Arrivée au Tchad le 10 mai 1996, c’est 26 ans plus tard presque au jour près, le 9 mai 2022, que j’ai quitté ce pays qui m’est devenu très cher, et beaucoup d’amis auxquels je me suis attachée. Au moment de tourner la page pour entrer dans de nouveaux défis en Europe, c’est l’occasion de me rappeler de la bonté et de la fidélité de Dieu tout au long de ce parcours.
J’ai passé les huit premières années à l’orphelinat d’Abéché, à l’est du pays, où j’ai eu le privilège d’apprendre cette belle langue qu’est l’arabe, de découvrir une toute nouvelle culture, des habitudes qui m’étaient inconnues, et surtout de m’attacher à des personnes avec qui, pour certaines, le contact est resté jusqu’à aujourd’hui. Au travers du suivi des enfants orphelins de mères, de visites dans les familles en brousse, de formations pour les accoucheuses traditionnelles, c’était l’occasion d’aider la population avec mon métier, et aussi de transmettre l’espérance que nous avons en Jésus, et je ne peux pas compter le nombre de fois où j’ai raconté l’histoire du fils prodigue au clair de lune dans un village reculé, devant la moitié du village rassemblé, écoutant attentivement la Bonne Nouvelle.
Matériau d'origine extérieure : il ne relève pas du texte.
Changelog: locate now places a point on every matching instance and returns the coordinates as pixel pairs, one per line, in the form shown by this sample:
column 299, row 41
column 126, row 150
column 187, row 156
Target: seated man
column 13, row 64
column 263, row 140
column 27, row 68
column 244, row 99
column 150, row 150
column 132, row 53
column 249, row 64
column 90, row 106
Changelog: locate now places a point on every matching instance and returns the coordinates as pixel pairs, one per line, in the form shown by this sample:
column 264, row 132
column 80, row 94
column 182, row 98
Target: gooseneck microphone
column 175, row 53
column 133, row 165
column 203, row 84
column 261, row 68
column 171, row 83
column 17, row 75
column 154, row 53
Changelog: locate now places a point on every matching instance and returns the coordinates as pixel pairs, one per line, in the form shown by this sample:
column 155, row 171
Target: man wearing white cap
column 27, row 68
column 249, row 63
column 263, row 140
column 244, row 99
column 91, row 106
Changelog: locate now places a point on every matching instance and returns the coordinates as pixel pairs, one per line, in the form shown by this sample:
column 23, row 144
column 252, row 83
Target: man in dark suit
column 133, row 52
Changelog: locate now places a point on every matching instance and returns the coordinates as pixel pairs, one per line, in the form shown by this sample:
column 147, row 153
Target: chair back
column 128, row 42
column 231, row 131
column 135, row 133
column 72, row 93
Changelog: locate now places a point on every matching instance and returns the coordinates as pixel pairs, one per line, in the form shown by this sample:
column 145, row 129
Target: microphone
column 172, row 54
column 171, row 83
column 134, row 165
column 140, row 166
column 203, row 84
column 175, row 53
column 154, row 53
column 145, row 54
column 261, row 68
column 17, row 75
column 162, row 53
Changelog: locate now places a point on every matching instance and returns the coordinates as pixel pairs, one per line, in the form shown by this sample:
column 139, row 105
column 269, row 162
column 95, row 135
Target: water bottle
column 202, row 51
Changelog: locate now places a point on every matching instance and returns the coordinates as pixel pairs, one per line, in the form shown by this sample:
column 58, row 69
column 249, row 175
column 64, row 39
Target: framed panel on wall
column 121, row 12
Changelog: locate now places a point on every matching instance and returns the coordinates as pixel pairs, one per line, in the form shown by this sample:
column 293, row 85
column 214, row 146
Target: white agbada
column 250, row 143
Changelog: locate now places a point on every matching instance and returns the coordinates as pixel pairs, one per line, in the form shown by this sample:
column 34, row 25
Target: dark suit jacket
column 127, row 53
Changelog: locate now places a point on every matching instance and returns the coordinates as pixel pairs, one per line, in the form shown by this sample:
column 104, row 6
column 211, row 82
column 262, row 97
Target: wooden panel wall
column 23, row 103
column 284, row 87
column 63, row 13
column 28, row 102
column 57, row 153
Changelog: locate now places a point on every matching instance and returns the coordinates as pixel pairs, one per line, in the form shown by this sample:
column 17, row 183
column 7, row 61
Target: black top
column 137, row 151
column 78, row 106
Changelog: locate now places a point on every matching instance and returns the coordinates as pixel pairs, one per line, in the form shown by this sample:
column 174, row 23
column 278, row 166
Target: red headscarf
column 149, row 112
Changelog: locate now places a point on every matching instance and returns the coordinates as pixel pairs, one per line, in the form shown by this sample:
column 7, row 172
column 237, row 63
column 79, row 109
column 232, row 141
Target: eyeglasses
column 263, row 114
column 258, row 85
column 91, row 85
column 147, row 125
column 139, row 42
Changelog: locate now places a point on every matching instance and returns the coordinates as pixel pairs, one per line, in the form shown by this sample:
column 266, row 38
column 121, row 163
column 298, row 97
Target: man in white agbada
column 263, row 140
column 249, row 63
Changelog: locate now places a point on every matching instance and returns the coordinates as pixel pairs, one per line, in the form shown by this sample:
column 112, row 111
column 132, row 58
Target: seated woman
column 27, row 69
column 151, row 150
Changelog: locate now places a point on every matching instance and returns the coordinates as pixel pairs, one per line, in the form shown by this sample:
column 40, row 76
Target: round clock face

Arrivée à Am Sinéné en 2004 pour un remplacement de quelques mois, j’y suis restée…18 ans avec un engagement bien varié : soins de base au dispensaire, visites au village et dans les environs, accompagnement de jeunes dans leur vie et leur marche avec Dieu, enseignements divers, transmission de la vision missionnaire, accompagnement de personnes qui souffrent à cause de leur foi, aide pour la mise en route et le fonctionnement de l’école, accueil des gens de passage,… avec une équipe aux multiples facettes au fil du temps.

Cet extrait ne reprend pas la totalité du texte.